While there definitely is some truth to having a fulfilling job, part of me thinks that there should be more focus in finding satisfaction in oneself, regardless of the work. It's almost silly to live a bitter life until becoming manager. And even then, when people reach their career goals, I think many realise it wasn't what they originally thought it would be.
In Requiem for a Dream, we see four characters have their lives spiral out of control through addiction to drugs. However, a more deeper reading allows one to see that, even before drugs were involved, the mother was addicted to food and television. The camerawork, and editing in both eating, and taking drugs are similar sequences. The mother had traded one addiction for another. Drugs don't ruin lives. Addiction does.
I think one can be addicted to work. The western world seems to glorify work. To work hard is considered a positive trait. You must always be working if you want 'success'. Being addicted to work is sometimes seen in a positive light. It's kinda scary.
I think spending a year away from any need of work has been incredibly beneficial for me. By not having any pending financial pressures, I would've guessed life would be butterflies and happiness. But it definitely wasn't. In fact, the daily life free of work, was actually worse than the working life.
Without goals, the daily life without work was almost a mini purgatory. All you have to do is drown in entertainment, while everyday feeling like you're moving nowhere. When each day moves nowhere, what's the point of waking up in the morning?
I conclude, that I must've previously hid issues by working and studying. Each takes a huge chunk of your day. It's so easy to distract yourself and envelop oneself in responsibilities and commitments. When all your time is taken up by things 'beyond your control', then you can't blame yourself. You either blame the world, or accept it as "the way things are"
By having no responsibilities the past year, I've learnt that it's not the skill/career that will make you satisfied. instead it's a daily lifestyle that will keep you satisfied.

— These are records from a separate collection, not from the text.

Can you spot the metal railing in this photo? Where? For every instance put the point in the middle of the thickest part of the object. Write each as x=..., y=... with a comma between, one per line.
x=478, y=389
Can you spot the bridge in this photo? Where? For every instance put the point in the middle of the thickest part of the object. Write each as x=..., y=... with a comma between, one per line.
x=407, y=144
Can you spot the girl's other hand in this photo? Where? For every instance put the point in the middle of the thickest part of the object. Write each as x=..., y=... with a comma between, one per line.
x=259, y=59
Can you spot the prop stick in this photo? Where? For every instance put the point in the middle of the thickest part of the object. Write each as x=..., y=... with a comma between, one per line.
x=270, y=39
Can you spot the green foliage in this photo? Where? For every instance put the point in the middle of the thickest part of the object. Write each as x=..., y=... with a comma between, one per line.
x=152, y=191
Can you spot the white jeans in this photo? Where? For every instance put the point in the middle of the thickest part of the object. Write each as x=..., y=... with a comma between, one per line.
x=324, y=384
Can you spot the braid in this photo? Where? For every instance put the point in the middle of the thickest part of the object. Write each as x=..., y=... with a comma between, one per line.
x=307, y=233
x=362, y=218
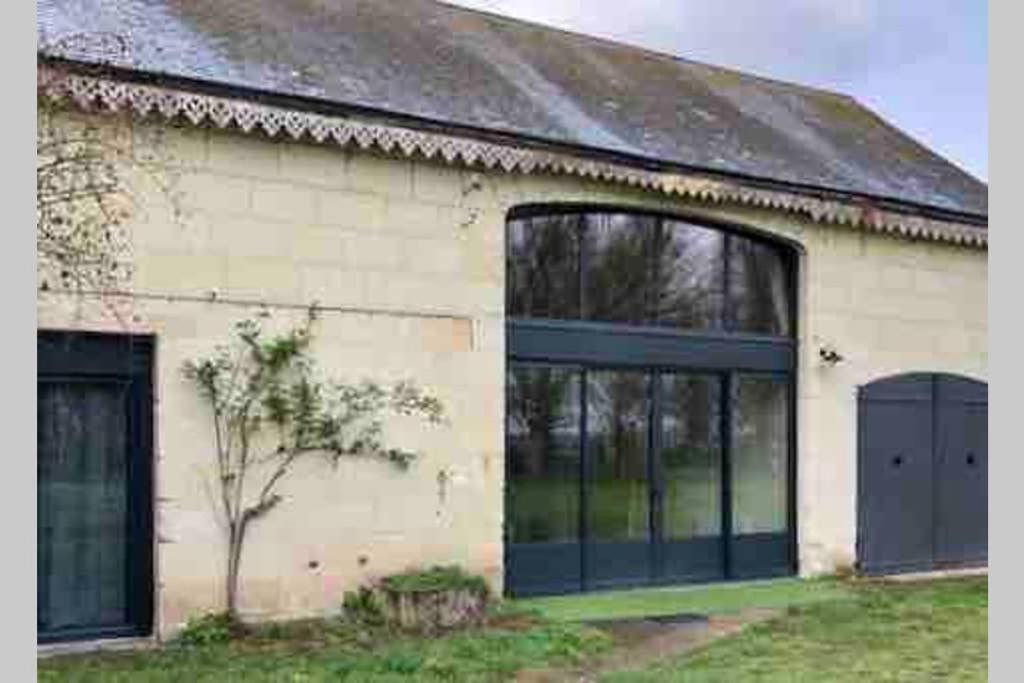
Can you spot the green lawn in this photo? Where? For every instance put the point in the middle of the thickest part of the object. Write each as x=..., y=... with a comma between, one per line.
x=697, y=599
x=826, y=631
x=488, y=654
x=913, y=632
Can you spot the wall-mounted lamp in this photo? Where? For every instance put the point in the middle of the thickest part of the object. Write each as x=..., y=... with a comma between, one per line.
x=829, y=355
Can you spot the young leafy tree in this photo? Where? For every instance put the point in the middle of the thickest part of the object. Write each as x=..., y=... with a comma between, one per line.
x=269, y=411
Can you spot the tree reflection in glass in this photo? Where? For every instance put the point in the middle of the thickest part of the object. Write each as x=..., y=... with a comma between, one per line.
x=544, y=454
x=544, y=266
x=687, y=280
x=617, y=409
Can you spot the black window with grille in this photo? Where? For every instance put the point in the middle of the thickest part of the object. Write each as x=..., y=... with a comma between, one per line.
x=93, y=487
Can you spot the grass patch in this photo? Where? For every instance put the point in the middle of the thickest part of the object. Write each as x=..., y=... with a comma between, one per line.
x=936, y=631
x=317, y=651
x=697, y=599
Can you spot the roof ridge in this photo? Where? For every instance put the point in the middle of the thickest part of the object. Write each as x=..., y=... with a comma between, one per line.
x=452, y=6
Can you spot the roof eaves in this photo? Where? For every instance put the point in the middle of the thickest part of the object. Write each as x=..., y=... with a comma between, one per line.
x=88, y=85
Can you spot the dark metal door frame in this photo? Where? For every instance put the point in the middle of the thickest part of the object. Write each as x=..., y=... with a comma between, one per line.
x=82, y=356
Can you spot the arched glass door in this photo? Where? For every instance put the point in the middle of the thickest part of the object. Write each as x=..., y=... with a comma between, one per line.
x=649, y=402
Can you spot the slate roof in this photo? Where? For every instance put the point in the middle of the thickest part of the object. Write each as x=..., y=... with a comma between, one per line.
x=465, y=69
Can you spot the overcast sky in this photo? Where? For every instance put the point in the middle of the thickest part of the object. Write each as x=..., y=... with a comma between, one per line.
x=923, y=65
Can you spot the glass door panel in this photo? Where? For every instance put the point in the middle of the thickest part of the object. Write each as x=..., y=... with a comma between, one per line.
x=543, y=486
x=690, y=449
x=617, y=410
x=759, y=471
x=82, y=544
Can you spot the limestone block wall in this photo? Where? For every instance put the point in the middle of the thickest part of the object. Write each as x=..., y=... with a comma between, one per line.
x=406, y=260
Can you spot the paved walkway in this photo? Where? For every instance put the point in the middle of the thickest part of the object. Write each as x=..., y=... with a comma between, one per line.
x=640, y=643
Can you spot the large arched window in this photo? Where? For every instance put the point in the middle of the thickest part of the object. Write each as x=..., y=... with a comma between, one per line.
x=646, y=270
x=649, y=401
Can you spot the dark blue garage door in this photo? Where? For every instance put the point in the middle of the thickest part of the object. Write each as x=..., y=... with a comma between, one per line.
x=923, y=473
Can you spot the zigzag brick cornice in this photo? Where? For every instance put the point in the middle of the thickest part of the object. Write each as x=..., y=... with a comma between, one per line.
x=100, y=93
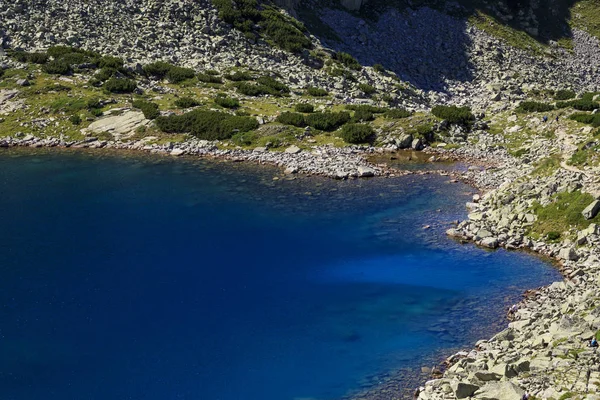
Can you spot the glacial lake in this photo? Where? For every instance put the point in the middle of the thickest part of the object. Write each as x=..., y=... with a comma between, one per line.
x=136, y=277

The thing is, instead of dealing with problems, many will blame it on work, and watch the time pass by. The daily unsatisficatory work day will be considered normal.
I feel like work/life balance is not about chasing happiness. it's about being satisfied with what you have, while simultaneously chasing goals that align with your values.
The delusion of success is that 'success' will bring you happiness. The problem with this is that, success usually portrayed as being something to be gained externally, rather than internally.